Memento
Quando éramos crianças, meus irmãos e eu, visitávamos todo fim de semana a casa de nossos avós. Sábado a materna, domingo os paternos. E domingo, claro, era dia de macarronada, da boa, caseira do incício ao fim, com direito à camiseta manchada e tudo o mais.
O orgulho de minha avó paterna era, e ainda é, o pequeno ipê amarelo em frente à casa, com seus galhos delgados e folhagem delicada. Sempre havia alguns beija-flores ali por perto, em plena Vila Mariana, mas certa feita — não me lembro agora se meu avô ainda era vivo ou não — um deles resolveu eleger o ipê como morada. Não só elegeu, como espantava qualquer ser alado que por ali se aventurasse. Era trabalhador o bichinho, saía logo cedo e voltava no fim da tarde, religiosamente. E pousava, esbaforido e elétrico, sempre no mesmo galho, em frente à janela e de olho na rua.
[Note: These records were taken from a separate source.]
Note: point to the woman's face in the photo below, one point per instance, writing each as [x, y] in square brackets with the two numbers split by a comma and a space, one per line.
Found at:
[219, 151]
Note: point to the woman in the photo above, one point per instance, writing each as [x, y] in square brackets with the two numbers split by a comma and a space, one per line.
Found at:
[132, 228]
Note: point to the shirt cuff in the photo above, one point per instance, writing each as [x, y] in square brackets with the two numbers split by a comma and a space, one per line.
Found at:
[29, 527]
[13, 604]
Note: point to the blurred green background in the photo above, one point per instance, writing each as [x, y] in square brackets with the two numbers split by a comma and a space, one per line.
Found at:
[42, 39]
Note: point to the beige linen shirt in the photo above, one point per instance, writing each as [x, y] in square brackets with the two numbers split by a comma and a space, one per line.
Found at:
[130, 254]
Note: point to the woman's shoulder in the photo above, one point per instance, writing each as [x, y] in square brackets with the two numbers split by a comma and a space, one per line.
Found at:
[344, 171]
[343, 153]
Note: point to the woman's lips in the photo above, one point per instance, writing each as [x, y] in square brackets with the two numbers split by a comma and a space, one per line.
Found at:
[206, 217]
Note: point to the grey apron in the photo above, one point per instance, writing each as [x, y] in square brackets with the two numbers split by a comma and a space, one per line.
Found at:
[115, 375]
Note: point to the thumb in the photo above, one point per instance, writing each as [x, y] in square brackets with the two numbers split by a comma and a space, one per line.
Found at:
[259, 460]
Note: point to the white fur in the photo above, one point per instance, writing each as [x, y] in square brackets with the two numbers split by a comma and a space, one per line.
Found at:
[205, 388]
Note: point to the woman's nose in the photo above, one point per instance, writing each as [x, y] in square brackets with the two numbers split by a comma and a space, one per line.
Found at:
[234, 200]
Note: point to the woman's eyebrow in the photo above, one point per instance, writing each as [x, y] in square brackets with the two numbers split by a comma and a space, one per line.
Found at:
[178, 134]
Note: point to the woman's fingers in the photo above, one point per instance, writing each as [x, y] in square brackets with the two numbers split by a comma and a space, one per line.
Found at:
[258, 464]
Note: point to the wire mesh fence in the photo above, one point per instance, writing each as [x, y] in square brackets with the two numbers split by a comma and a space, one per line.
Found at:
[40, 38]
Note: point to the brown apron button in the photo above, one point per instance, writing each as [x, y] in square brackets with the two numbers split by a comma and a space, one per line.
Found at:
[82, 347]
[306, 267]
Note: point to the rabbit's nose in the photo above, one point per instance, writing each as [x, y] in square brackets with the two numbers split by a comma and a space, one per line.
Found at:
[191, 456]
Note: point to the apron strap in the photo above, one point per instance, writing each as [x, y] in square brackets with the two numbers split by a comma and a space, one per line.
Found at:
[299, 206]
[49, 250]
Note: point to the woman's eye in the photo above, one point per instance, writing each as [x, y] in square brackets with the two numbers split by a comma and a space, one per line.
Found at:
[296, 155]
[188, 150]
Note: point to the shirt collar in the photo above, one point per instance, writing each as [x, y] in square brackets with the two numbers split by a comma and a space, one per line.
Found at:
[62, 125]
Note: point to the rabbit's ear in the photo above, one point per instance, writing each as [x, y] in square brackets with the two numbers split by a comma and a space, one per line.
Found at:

Olhava pra cá, olhava pra lá, pra cá e pra lá, pra cá, pra lá... pra cá... pra lá... pra cá... pra lá... e adormecia. Uma coisinha de nada empuleirada no galho, longe do alcance dos gatos da região e do nosso que imagina se a gente não queria ver o danadinho bem de perto. Puro encanto. Devo ter perguntado tudo e mais um pouco sobre beija-flores pra quem quer que se dispusesse (ou não) a alimentar minha incontrolável curiosidade.
Depois de um período ele sumiu. Voou para algum outro galho, acho. Virou memória. Eu acho que beija-flores não nascem nem morrem. Essas criaturas leves e vibrantes, tão cheias de cor e vida, já foram sonhos e viram memórias. Memórias saborosas como tudo o que aquela língua comprida deles toca. Sonhos valentes e palpitantes. Talvez por isso mesmo não possamos ver suas asas baterem, senão em fotos, pois elas os sustentam acima e à margem do tempo e da razão de ser. Vêm e vão não sei de onde, não sei por quê.